Susana es una arpía de mucho cuidado; una mujer hipócrita, manipuladora y falsa hasta la médula. Por su parte, Marcos destila buenos sentimientos a través de todos sus poros y se muestra capaz de soportar, con suprema paciencia, los desmanes de una hermana totalitaria. De todos modos, la vejez la pasarán separados, a temporadas, debido a la distancia. Mientras ella reside en su piso de Buenos Aires, él se acomoda en una vieja casona que Susana compró, por cuatro chavos, en un pueblecito del Uruguay, justo al otro lado del río.

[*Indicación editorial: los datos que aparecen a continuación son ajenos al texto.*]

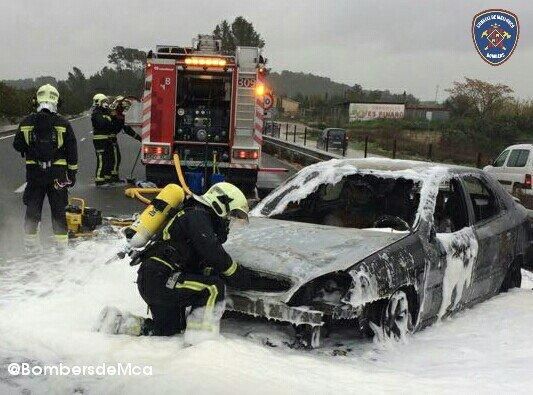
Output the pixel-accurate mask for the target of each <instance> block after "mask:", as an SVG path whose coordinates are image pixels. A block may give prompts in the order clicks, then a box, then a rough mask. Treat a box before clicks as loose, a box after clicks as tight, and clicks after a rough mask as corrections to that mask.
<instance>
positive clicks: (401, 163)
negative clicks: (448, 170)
mask: <svg viewBox="0 0 533 395" xmlns="http://www.w3.org/2000/svg"><path fill="white" fill-rule="evenodd" d="M339 162H345V164H346V165H352V166H354V167H356V168H358V169H359V170H381V171H403V170H416V171H424V172H428V173H431V172H432V170H434V171H442V169H443V168H445V169H449V170H450V171H451V172H456V173H457V172H459V173H460V172H467V173H472V172H481V170H480V169H476V168H474V167H467V166H458V165H450V164H446V163H436V162H424V161H417V160H404V159H389V158H364V159H339Z"/></svg>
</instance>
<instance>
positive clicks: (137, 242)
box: [125, 184, 185, 248]
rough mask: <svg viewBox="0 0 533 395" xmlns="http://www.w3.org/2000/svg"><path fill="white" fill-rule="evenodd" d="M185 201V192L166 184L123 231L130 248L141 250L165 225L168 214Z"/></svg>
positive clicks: (176, 186)
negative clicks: (135, 218)
mask: <svg viewBox="0 0 533 395" xmlns="http://www.w3.org/2000/svg"><path fill="white" fill-rule="evenodd" d="M184 199H185V192H183V189H181V187H180V186H178V185H176V184H168V185H167V186H166V187H164V188H163V189H162V190H161V192H159V194H158V195H157V196H156V197H155V198H154V199H153V200H152V201H151V202H150V205H149V206H148V207H147V208H146V209H145V210H144V211H143V212H142V214H141V215H140V216H139V218H137V220H136V221H135V222H134V223H133V224H131V225H130V226H128V227H127V228H126V230H125V234H126V238H127V239H128V244H129V246H130V247H131V248H141V247H144V246H145V245H146V243H147V242H148V241H149V240H150V239H151V238H152V236H153V235H154V234H156V233H157V232H158V231H159V230H160V229H161V228H162V227H163V225H164V224H165V223H166V221H167V219H168V216H169V213H170V212H171V210H172V209H175V208H177V207H178V206H179V205H180V204H181V203H182V202H183V200H184Z"/></svg>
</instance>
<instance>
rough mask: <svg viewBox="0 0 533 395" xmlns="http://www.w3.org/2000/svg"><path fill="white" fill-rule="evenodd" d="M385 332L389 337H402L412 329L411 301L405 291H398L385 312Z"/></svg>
mask: <svg viewBox="0 0 533 395" xmlns="http://www.w3.org/2000/svg"><path fill="white" fill-rule="evenodd" d="M382 327H383V332H384V333H385V335H386V336H387V337H391V338H395V339H402V338H404V337H405V335H406V334H408V333H410V332H411V331H412V329H413V328H412V320H411V313H410V312H409V301H408V299H407V295H406V294H405V292H403V291H396V292H395V293H394V294H393V295H392V296H391V297H390V298H389V301H388V303H387V306H386V307H385V310H384V312H383V322H382Z"/></svg>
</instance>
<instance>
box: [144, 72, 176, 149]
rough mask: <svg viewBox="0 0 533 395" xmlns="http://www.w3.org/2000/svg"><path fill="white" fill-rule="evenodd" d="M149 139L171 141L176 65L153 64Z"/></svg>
mask: <svg viewBox="0 0 533 395" xmlns="http://www.w3.org/2000/svg"><path fill="white" fill-rule="evenodd" d="M152 67H153V69H152V76H153V77H152V108H151V122H150V123H151V125H150V140H151V141H153V142H164V143H172V142H173V141H174V128H175V123H176V66H174V64H168V65H166V64H154V65H153V66H152Z"/></svg>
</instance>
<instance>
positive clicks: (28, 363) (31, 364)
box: [7, 362, 153, 376]
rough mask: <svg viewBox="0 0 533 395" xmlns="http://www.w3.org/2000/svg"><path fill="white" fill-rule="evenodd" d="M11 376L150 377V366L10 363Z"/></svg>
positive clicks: (8, 371)
mask: <svg viewBox="0 0 533 395" xmlns="http://www.w3.org/2000/svg"><path fill="white" fill-rule="evenodd" d="M7 372H8V373H9V374H10V375H11V376H152V375H153V372H152V366H150V365H144V366H143V365H135V364H132V363H129V362H128V363H122V362H118V363H113V364H108V363H105V362H104V363H100V364H98V365H67V364H64V363H62V362H60V363H58V364H48V365H44V364H43V365H39V364H31V363H28V362H12V363H10V364H8V365H7Z"/></svg>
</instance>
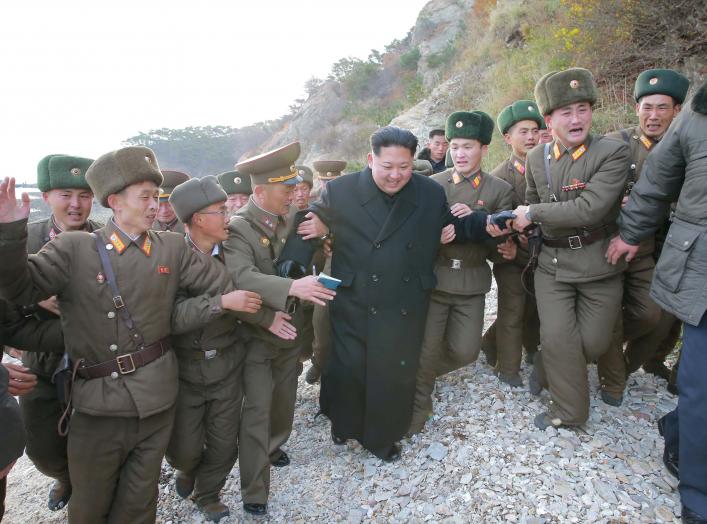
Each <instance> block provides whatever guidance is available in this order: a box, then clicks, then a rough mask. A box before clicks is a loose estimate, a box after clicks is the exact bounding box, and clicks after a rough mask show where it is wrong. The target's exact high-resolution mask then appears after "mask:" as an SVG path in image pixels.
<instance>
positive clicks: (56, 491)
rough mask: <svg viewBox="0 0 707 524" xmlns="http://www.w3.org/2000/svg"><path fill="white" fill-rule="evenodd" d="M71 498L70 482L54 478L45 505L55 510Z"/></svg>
mask: <svg viewBox="0 0 707 524" xmlns="http://www.w3.org/2000/svg"><path fill="white" fill-rule="evenodd" d="M70 498H71V483H70V482H68V481H64V482H62V481H61V480H55V481H54V483H53V484H52V487H51V489H50V490H49V499H48V501H47V507H48V508H49V509H50V510H52V511H57V510H60V509H61V508H63V507H64V506H66V504H68V502H69V499H70Z"/></svg>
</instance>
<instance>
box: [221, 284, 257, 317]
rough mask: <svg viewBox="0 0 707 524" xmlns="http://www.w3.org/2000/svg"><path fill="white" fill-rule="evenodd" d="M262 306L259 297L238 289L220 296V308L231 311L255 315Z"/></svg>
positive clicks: (255, 295) (249, 292) (248, 291)
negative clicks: (248, 313)
mask: <svg viewBox="0 0 707 524" xmlns="http://www.w3.org/2000/svg"><path fill="white" fill-rule="evenodd" d="M262 304H263V301H262V299H261V298H260V295H258V294H257V293H254V292H253V291H245V290H244V289H238V290H236V291H231V292H230V293H226V294H225V295H221V307H222V308H223V309H230V310H231V311H243V312H244V313H256V312H257V311H258V310H259V309H260V306H261V305H262Z"/></svg>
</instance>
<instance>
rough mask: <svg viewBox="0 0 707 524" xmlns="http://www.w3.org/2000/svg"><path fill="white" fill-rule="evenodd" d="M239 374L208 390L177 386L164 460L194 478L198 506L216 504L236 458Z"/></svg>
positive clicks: (238, 424) (199, 388) (205, 386)
mask: <svg viewBox="0 0 707 524" xmlns="http://www.w3.org/2000/svg"><path fill="white" fill-rule="evenodd" d="M241 372H242V367H241V366H238V368H237V369H234V370H233V373H232V374H231V375H229V376H228V378H226V379H225V380H222V381H221V382H217V383H215V384H209V385H202V384H193V383H191V382H187V381H184V380H180V381H179V395H178V396H177V406H176V414H175V417H174V428H173V429H172V436H171V438H170V441H169V446H168V447H167V461H168V462H169V463H170V464H171V465H172V467H174V468H176V469H178V470H180V471H183V472H185V473H186V474H187V475H189V476H190V477H192V478H193V479H194V500H195V501H196V502H197V504H200V505H204V504H208V503H210V502H216V501H218V500H219V493H220V491H221V489H223V486H224V485H225V484H226V478H227V477H228V473H229V472H230V471H231V469H232V468H233V466H234V465H235V463H236V459H237V457H238V429H239V427H240V418H241V406H242V404H243V389H242V382H241Z"/></svg>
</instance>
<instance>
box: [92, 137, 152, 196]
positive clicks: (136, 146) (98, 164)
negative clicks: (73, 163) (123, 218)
mask: <svg viewBox="0 0 707 524" xmlns="http://www.w3.org/2000/svg"><path fill="white" fill-rule="evenodd" d="M86 180H87V181H88V185H89V186H90V187H91V190H92V191H93V194H94V195H96V198H97V199H98V201H99V202H100V203H101V205H102V206H104V207H108V197H109V196H110V195H114V194H115V193H119V192H120V191H122V190H123V189H125V188H126V187H128V186H131V185H133V184H139V183H140V182H146V181H149V182H154V183H155V185H157V186H158V187H159V186H160V184H162V173H161V172H160V166H159V165H158V164H157V158H156V157H155V153H154V151H152V149H150V148H149V147H144V146H129V147H124V148H122V149H118V150H116V151H111V152H110V153H106V154H104V155H101V156H99V157H98V158H97V159H96V160H95V161H94V162H93V164H91V167H89V168H88V171H86Z"/></svg>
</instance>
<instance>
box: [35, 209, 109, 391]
mask: <svg viewBox="0 0 707 524" xmlns="http://www.w3.org/2000/svg"><path fill="white" fill-rule="evenodd" d="M101 227H103V224H101V223H99V222H96V221H95V220H91V219H88V220H87V221H86V227H85V231H88V232H92V231H95V230H97V229H100V228H101ZM61 232H62V230H61V229H60V228H59V227H58V226H57V225H56V224H55V222H54V218H53V217H49V218H45V219H43V220H37V221H35V222H30V223H29V224H27V253H29V254H30V255H32V254H34V253H37V252H38V251H39V250H40V249H42V247H43V246H44V244H46V243H47V242H49V241H50V240H52V239H54V238H56V237H57V236H58V235H59V234H60V233H61ZM32 310H33V311H34V316H35V317H36V318H37V319H38V320H41V321H44V322H48V323H54V324H56V325H57V326H60V322H59V317H57V316H56V315H55V314H54V313H51V312H49V311H47V310H46V309H44V308H42V307H40V306H34V307H33V308H32ZM52 331H57V332H59V333H61V329H60V328H58V329H56V330H54V329H52ZM60 360H61V353H53V352H28V353H25V354H24V355H23V356H22V364H23V365H24V366H25V367H27V368H29V369H31V370H32V372H33V373H35V374H37V375H41V376H43V377H45V378H51V376H52V374H53V373H54V371H55V370H56V368H57V366H58V365H59V361H60Z"/></svg>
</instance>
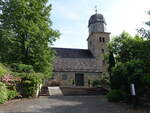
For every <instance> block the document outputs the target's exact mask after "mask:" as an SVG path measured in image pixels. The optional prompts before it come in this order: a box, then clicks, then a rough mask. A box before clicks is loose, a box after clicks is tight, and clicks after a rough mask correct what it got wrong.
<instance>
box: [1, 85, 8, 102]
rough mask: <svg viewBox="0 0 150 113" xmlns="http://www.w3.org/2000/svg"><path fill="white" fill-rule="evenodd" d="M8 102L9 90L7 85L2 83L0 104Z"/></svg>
mask: <svg viewBox="0 0 150 113" xmlns="http://www.w3.org/2000/svg"><path fill="white" fill-rule="evenodd" d="M5 101H7V88H6V85H5V84H4V83H2V82H0V104H3V103H4V102H5Z"/></svg>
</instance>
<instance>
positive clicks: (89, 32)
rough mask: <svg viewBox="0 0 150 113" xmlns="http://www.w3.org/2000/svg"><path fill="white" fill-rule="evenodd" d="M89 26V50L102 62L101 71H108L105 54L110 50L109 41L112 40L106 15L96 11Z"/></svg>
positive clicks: (88, 43)
mask: <svg viewBox="0 0 150 113" xmlns="http://www.w3.org/2000/svg"><path fill="white" fill-rule="evenodd" d="M88 28H89V37H88V39H87V41H88V50H89V51H90V52H91V53H92V54H93V56H94V57H95V58H96V60H97V62H98V63H99V64H100V67H101V71H102V72H106V64H105V61H104V55H105V54H106V53H107V52H108V48H107V43H108V42H109V40H110V37H109V36H110V33H108V32H106V22H105V19H104V16H103V15H102V14H98V13H97V12H96V14H94V15H92V16H91V17H90V20H89V24H88Z"/></svg>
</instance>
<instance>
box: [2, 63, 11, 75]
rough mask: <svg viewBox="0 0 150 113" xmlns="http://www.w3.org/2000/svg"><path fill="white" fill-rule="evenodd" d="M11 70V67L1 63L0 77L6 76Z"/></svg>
mask: <svg viewBox="0 0 150 113" xmlns="http://www.w3.org/2000/svg"><path fill="white" fill-rule="evenodd" d="M9 72H10V71H9V69H8V68H6V67H5V66H4V65H3V64H1V63H0V77H2V76H4V75H5V74H7V73H9Z"/></svg>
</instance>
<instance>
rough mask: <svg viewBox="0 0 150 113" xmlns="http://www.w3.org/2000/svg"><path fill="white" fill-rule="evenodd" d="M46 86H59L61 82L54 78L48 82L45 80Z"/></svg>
mask: <svg viewBox="0 0 150 113" xmlns="http://www.w3.org/2000/svg"><path fill="white" fill-rule="evenodd" d="M46 85H47V86H60V85H61V82H60V81H56V80H52V81H50V82H47V84H46Z"/></svg>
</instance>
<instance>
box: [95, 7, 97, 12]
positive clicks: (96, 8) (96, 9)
mask: <svg viewBox="0 0 150 113" xmlns="http://www.w3.org/2000/svg"><path fill="white" fill-rule="evenodd" d="M95 13H96V14H97V5H96V6H95Z"/></svg>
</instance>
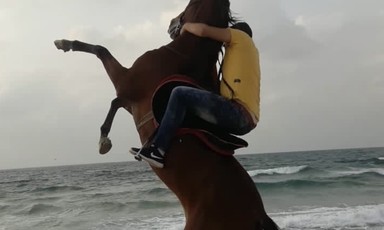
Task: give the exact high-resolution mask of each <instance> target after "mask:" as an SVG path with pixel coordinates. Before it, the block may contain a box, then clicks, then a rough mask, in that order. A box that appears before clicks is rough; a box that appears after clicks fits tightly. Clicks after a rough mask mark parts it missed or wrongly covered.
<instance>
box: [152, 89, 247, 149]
mask: <svg viewBox="0 0 384 230" xmlns="http://www.w3.org/2000/svg"><path fill="white" fill-rule="evenodd" d="M186 113H192V114H194V115H196V116H198V117H200V118H202V119H204V120H205V121H208V122H210V123H212V124H215V125H217V126H219V127H220V128H221V129H223V130H224V131H227V132H230V133H233V134H237V135H243V134H246V133H248V132H249V131H251V130H252V129H253V128H254V127H255V124H254V123H253V121H252V120H251V119H249V115H248V114H247V112H246V111H245V109H244V108H242V107H241V106H240V105H239V104H238V103H236V102H234V101H232V100H228V99H226V98H224V97H222V96H220V95H217V94H214V93H211V92H209V91H206V90H200V89H196V88H192V87H186V86H179V87H176V88H174V89H173V90H172V93H171V96H170V99H169V101H168V105H167V108H166V111H165V114H164V116H163V119H162V121H161V123H160V126H159V128H158V131H157V134H156V135H155V137H154V139H153V143H154V144H155V145H156V146H157V147H159V148H160V149H162V150H165V149H167V148H168V145H169V144H170V142H171V139H172V138H173V137H174V135H175V134H176V131H177V129H178V128H179V127H180V126H181V124H182V122H183V120H184V117H185V114H186Z"/></svg>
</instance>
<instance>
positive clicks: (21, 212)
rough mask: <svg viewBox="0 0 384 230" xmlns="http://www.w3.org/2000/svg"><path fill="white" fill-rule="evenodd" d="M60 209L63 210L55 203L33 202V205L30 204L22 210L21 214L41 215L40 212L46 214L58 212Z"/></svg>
mask: <svg viewBox="0 0 384 230" xmlns="http://www.w3.org/2000/svg"><path fill="white" fill-rule="evenodd" d="M59 210H61V208H60V207H57V206H54V205H49V204H43V203H37V204H33V205H32V206H29V207H27V208H26V209H24V210H22V211H21V212H20V214H27V215H40V214H44V213H52V212H57V211H59Z"/></svg>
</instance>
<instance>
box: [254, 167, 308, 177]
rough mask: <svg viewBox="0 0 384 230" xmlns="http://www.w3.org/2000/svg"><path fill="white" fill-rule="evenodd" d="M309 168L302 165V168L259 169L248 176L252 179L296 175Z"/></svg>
mask: <svg viewBox="0 0 384 230" xmlns="http://www.w3.org/2000/svg"><path fill="white" fill-rule="evenodd" d="M307 168H308V166H307V165H301V166H287V167H279V168H271V169H257V170H251V171H248V174H249V175H250V176H251V177H253V176H260V175H275V174H295V173H299V172H301V171H303V170H305V169H307Z"/></svg>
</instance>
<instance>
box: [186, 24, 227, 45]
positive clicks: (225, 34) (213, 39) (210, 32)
mask: <svg viewBox="0 0 384 230" xmlns="http://www.w3.org/2000/svg"><path fill="white" fill-rule="evenodd" d="M184 31H188V32H190V33H192V34H194V35H196V36H199V37H206V38H211V39H213V40H216V41H220V42H225V43H229V42H230V41H231V32H230V31H229V29H228V28H219V27H214V26H209V25H207V24H204V23H189V22H187V23H185V24H184V26H183V28H182V29H181V33H183V32H184Z"/></svg>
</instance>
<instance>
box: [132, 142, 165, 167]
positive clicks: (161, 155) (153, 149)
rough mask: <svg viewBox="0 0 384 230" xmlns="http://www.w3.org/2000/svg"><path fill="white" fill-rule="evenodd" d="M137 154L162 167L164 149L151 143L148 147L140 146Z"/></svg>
mask: <svg viewBox="0 0 384 230" xmlns="http://www.w3.org/2000/svg"><path fill="white" fill-rule="evenodd" d="M138 155H139V156H140V157H141V158H142V159H143V160H145V161H147V162H148V163H149V164H151V165H152V166H154V167H156V168H163V167H164V151H163V150H162V149H160V148H157V147H156V146H155V145H153V144H152V145H151V146H149V147H143V148H141V150H140V151H139V153H138Z"/></svg>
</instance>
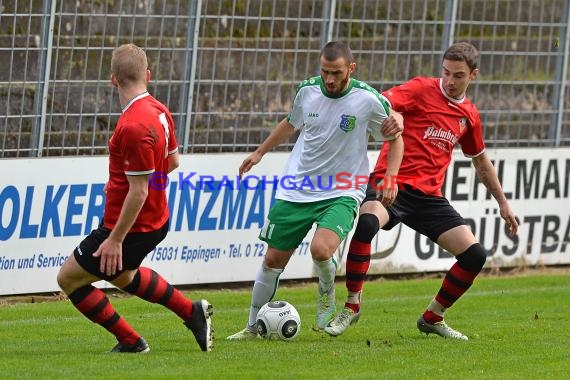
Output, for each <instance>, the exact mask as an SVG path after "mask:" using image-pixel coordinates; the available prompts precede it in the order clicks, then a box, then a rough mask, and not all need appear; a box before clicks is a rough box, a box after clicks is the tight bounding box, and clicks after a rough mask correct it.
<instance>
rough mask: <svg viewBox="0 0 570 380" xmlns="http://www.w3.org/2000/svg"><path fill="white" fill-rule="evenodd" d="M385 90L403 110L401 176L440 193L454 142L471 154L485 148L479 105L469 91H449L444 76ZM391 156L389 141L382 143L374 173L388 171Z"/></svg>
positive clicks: (437, 193) (424, 189) (468, 152)
mask: <svg viewBox="0 0 570 380" xmlns="http://www.w3.org/2000/svg"><path fill="white" fill-rule="evenodd" d="M382 94H383V95H384V96H385V97H386V98H387V99H388V100H389V101H390V103H391V106H392V108H393V109H394V110H396V111H398V112H400V113H402V115H403V116H404V132H403V134H402V137H403V139H404V144H405V147H404V149H405V151H404V158H403V159H402V165H401V166H400V171H399V173H398V182H399V183H408V184H410V185H412V186H413V187H415V188H417V189H419V190H421V191H422V192H423V193H425V194H428V195H434V196H442V192H441V187H442V186H443V182H444V179H445V173H446V171H447V168H448V166H449V164H450V163H451V159H452V151H453V147H454V146H455V144H456V143H459V144H461V149H462V151H463V154H464V155H465V156H467V157H470V158H472V157H475V156H478V155H479V154H481V153H483V152H484V151H485V144H484V142H483V133H482V127H481V119H480V118H479V111H478V110H477V107H476V106H475V105H474V104H473V103H471V101H470V100H469V99H468V98H467V97H465V98H463V99H462V100H456V99H452V98H450V97H448V96H447V95H446V94H445V91H444V90H443V87H442V85H441V79H440V78H423V77H416V78H413V79H411V80H409V81H408V82H406V83H404V84H402V85H400V86H396V87H393V88H391V89H389V90H387V91H385V92H383V93H382ZM387 156H388V144H384V146H383V147H382V151H381V152H380V156H379V157H378V161H377V162H376V167H375V168H374V171H373V175H374V176H378V177H383V176H384V173H385V172H386V163H387Z"/></svg>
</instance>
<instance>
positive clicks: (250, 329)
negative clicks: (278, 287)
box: [246, 264, 283, 331]
mask: <svg viewBox="0 0 570 380" xmlns="http://www.w3.org/2000/svg"><path fill="white" fill-rule="evenodd" d="M281 273H283V269H274V268H268V267H266V266H265V265H263V264H261V267H260V268H259V270H258V271H257V275H256V276H255V283H254V284H253V292H252V293H251V306H250V308H249V320H248V321H247V326H246V327H247V328H248V329H249V330H250V331H256V329H255V323H256V322H257V313H258V312H259V309H261V307H262V306H263V305H265V304H266V303H267V302H269V301H271V299H272V298H273V296H274V295H275V292H276V291H277V286H278V285H279V276H280V275H281Z"/></svg>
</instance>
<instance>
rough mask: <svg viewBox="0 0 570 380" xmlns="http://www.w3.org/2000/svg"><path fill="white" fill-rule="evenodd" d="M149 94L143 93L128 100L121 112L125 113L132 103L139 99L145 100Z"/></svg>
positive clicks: (139, 94)
mask: <svg viewBox="0 0 570 380" xmlns="http://www.w3.org/2000/svg"><path fill="white" fill-rule="evenodd" d="M149 95H150V94H149V93H148V91H145V92H143V93H142V94H139V95H137V96H135V97H134V98H132V99H131V100H129V102H128V103H127V105H126V106H125V108H123V110H122V111H121V112H125V111H126V110H127V109H128V108H129V107H130V106H131V105H132V104H133V103H134V102H136V101H137V100H139V99H142V98H145V97H147V96H149Z"/></svg>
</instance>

Una obra emotiva, sencilla y sincera. La clara demostración de que, en cine, no es necesario gastarse una fortuna para narrar una buena historia. Labrada a golpe de sentimientos, Dos hermanos resulta una película magnética: atrapa en su costumbrismo (genial el modo de acercarse a los habitantes del pueblo uruguayo); sorprende por su (agrio) sentido del humor y convence, ante todo, por las magistrales interpretaciones de sus dos actores principales, Graciela Borges (toda una diva del cine argentino) y Antonio Gasalla, un humorista del país no muy conocido por nuestros lares.